Language English Country Netherlands Media print-electronic

Document type Journal Article, Randomized Controlled Trial

Links

PubMed 34988847
DOI 10.1007/s10840-021-01113-9
PII: 10.1007/s10840-021-01113-9
Knihovny.cz E-resources

PURPOSE: Durable pulmonary vein (PV) isolation (PVI) determines the clinical success of catheter ablation for atrial fibrillation.
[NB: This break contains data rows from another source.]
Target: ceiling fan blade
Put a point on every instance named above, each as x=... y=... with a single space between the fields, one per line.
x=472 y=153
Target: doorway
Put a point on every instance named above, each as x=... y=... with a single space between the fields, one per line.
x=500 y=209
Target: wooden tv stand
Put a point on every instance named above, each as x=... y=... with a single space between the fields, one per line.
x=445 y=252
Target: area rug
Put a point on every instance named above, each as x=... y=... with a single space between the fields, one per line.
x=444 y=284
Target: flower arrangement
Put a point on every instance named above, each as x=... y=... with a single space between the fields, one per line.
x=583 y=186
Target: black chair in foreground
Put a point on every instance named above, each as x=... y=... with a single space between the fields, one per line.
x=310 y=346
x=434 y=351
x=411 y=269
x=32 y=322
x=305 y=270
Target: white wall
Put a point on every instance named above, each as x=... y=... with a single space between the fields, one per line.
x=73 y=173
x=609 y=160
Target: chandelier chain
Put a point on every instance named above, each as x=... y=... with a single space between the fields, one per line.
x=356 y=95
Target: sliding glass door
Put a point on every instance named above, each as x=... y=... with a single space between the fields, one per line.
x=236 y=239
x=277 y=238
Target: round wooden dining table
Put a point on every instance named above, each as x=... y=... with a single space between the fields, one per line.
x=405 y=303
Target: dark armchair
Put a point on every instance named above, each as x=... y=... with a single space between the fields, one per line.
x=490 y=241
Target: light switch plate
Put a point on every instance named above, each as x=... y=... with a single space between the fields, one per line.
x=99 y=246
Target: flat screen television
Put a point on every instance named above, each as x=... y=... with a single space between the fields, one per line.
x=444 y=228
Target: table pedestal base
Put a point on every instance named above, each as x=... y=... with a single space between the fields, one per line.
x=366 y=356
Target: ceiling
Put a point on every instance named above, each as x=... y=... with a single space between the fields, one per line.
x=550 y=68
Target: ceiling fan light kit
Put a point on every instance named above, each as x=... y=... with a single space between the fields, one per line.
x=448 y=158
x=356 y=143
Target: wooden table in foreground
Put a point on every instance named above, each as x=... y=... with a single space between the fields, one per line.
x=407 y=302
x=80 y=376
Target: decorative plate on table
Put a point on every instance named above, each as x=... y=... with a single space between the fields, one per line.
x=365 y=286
In this randomized study, we investigated whether the temporally discontiguous deployment of ablation lesions adversely affected the acute efficacy of PVI. METHODS: Thirty-six consecutive patients with drug-refractory paroxysmal atrial fibrillation (aged 59 ± 11, 58% males) were randomized 1:1 to either discontiguous (D-PVI) or contiguous (C-PVI) encircling radiofrequency (RF) lesions around ipsilateral PVs. A contact force-sensing catheter was used targeting a final interlesion distance < 6 mm and the ablation index of 400-450 (anterior wall) and 300-350 (posterior wall). The study endpoint was defined as failure of first-pass PVI or acute PV reconnection during a waiting time (> 30 min) followed by adenosine challenge. RESULTS: The total RF time, number of RF lesions, and mean interlesion distance were comparable in both groups. Total endpoint rates were 1/36 (3%) in the D-PVI vs 4/36 (11%) in the C-PVI groups; P = 0.34 for superiority, P = 0.008 for non-inferiority. Adenosine-induced reconnection of right PVs was the only endpoint in the D-PVI group. In the C-PVI group, first-pass PVI failed in 2 right PVs and spontaneous reconnection occurred in 2 other circles (left and right PVs). CONCLUSION: Temporally discontiguous deployment of RF lesions is not associated with lower procedural PVI efficacy when strict criteria for interlesion distance and ablation index are applied. The development of local edema around each ablation site does not prevent effective RF lesion formation at adjacent positions. TRIAL REGISTRATION: clinicaltrials.gov (NCT03332862).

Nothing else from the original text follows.